This poem came out of the September 6, 2011 Poetry Fishbowl. It was inspired by prompts from
stryck,
thesilentpoet, and
haikujaguar. It was sponsored by
marina_bonomi.
You can learn more about the
heritage breeds of Italian livestock online. Other poems about Fiorenza, the Italian Herbalist are listed on the
serial poetry page of my website.
Farm and Field
Fiorenza is the one whom the farmers call
to care for the livestock when something goes wrong.
She makes the pungent powder
to kill pests on the red-and-black Pepoi hens
who cluck their way through the gardens
and lay a trail of pale rosy eggs.
She makes the soothing salve
for the chapped teats of the Reggiana cows
with their warm brown eyes and coats the color of red wheat,
who give the good milk for reggiano cheese.
She makes the sweet oil
for painting the dry hooves of the black Norico horses
who work in draft teams to plow and harvest the fields,
patient as the slowly turning wheel of the seasons.

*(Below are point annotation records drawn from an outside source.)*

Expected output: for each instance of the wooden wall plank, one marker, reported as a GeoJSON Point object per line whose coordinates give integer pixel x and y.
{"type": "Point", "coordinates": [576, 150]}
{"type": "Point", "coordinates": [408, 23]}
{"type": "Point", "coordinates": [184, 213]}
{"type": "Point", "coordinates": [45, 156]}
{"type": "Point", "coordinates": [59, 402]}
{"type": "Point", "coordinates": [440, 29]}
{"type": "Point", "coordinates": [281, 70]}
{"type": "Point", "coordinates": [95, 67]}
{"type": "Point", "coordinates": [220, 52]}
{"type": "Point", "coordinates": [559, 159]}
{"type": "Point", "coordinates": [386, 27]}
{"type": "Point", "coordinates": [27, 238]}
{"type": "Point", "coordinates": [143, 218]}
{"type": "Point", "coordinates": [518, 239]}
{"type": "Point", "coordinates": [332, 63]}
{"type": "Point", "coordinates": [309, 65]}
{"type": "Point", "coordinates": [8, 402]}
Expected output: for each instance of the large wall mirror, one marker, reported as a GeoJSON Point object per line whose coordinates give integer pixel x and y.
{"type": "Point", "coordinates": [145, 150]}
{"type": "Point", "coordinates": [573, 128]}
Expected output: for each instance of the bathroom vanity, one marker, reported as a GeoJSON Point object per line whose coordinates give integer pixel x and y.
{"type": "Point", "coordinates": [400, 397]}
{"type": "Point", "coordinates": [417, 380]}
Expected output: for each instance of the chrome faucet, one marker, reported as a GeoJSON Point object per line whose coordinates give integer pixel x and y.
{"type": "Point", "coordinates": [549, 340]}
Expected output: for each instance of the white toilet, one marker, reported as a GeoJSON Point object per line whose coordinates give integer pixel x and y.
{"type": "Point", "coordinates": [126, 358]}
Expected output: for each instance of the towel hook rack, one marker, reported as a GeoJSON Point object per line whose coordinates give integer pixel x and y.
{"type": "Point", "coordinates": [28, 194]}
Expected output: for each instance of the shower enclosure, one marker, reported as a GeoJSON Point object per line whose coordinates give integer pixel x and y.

Fiorenza winds her way through farm and field,
picking as she goes,
leaf and flower and root and bark
all in one basket on her right arm,
and on the left, another basket
that the farmers fill
with eggs and cheese and bread.
It is that food she thinks of
when she holds the fuzzy chicks in the palm of her hand
or leans against the fragrant flank of a cow
or strokes the velvet noses of the foals.
These beasts stand behind everything her people eat,
their red and black colors setting the palette of the village
and appearing in pastoral paintings
up in the city of Fermo.
When she walks through the village
covered in mud or manure,
a heavy basket in each hand,
Don Candido shakes his head at her
but says nothing,
and she knows why.
Fiorenza has seen him decorate the church
at the end of the year,
and she remembers his large gentle hands
laying out the creche
with the Christ child surrounded by
red-and-black hens and wheat-red cows
and draft horses as black as the good Italian earth.